Safety regulators want to fine Boeing $3.9 million, saying that the company installed wing parts on 133 planes even though it knew the parts were faulty.
Boeing said Friday that all the affected planes in use have been inspected and fixed. A spokesman said the company is not aware of any incidents involving the parts.
The Federal Aviation Administration said Boeing failed to oversee its suppliers. At issue are parts for Boeing 737s known as slat tracks, which sit at the front edge of a plane's wings and guide the movement of panels called slats. The slats help give planes more lift during takeoffs and landings.

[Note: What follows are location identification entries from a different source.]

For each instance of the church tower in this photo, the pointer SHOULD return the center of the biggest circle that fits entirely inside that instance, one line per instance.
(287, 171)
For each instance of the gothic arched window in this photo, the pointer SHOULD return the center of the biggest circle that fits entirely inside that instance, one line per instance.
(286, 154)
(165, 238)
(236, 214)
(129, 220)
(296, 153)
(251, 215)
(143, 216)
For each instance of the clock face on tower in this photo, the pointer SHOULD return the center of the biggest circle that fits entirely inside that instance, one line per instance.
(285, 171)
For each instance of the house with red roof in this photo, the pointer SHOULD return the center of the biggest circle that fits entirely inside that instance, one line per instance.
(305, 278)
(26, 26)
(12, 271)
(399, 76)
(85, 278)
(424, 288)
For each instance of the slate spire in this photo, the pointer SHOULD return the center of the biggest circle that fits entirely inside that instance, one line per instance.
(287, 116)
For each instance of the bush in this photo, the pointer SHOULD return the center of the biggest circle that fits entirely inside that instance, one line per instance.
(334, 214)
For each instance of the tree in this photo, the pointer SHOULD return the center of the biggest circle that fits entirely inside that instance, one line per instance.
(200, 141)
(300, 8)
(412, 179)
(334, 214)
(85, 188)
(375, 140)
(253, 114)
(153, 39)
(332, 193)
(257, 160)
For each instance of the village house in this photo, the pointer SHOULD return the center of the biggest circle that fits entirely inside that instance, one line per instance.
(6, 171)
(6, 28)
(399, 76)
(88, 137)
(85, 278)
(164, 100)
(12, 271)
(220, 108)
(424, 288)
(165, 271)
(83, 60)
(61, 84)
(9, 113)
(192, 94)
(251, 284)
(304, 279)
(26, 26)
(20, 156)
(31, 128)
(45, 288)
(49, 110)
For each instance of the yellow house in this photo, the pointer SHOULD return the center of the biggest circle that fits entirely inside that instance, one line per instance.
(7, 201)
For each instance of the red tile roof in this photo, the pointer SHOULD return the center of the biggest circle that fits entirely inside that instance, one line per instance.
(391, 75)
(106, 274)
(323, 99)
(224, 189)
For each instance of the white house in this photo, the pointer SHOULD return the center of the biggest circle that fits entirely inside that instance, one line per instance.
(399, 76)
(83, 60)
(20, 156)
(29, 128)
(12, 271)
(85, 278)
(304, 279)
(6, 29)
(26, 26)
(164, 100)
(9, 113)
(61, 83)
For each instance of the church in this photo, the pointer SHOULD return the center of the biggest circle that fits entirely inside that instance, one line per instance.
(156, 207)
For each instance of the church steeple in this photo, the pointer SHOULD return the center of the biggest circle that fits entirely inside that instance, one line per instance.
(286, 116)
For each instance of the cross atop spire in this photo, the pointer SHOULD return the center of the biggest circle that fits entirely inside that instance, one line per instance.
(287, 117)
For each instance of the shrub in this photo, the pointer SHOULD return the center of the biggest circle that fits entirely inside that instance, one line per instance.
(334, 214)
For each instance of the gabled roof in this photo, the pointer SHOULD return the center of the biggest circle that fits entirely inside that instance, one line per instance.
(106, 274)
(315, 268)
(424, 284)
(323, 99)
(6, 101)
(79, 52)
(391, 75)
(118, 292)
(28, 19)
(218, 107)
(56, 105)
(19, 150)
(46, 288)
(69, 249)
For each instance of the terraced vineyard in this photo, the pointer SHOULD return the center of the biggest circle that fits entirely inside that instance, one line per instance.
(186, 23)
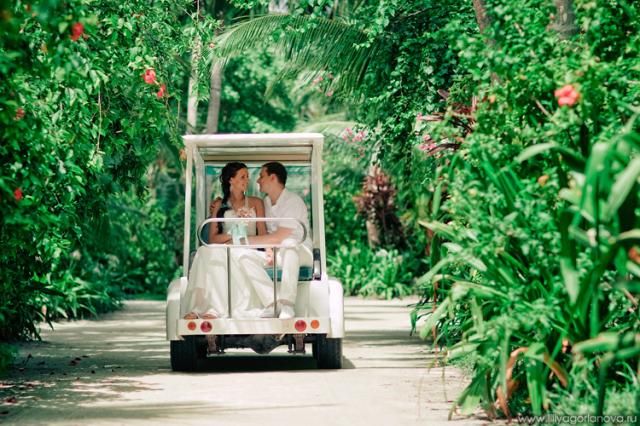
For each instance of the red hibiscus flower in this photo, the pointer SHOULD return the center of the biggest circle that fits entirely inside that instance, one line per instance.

The FAA said the tracks were made brittle during a process in which they received a coating of cadmium and titanium, and that suppliers notified Boeing of the problem. Boeing still submitted the planes for FAA flight approval even after deciding that the slat tracks “could not be used due to a failed strength test,” according to an FAA statement.
In June, Boeing and the FAA both instructed airlines to inspect the slat tracks on some 737s. Friday's proposed fine deals only with a version called the NG. The same flaw may affect some 737 Max jets, but those are grounded after two fatal crashes in which a separate flight-control system played a role. Boeing said slat tracks on those will be fixed before the Max is allowed to fly again.
Chicago-based Boeing has 30 days to respond to the FAA.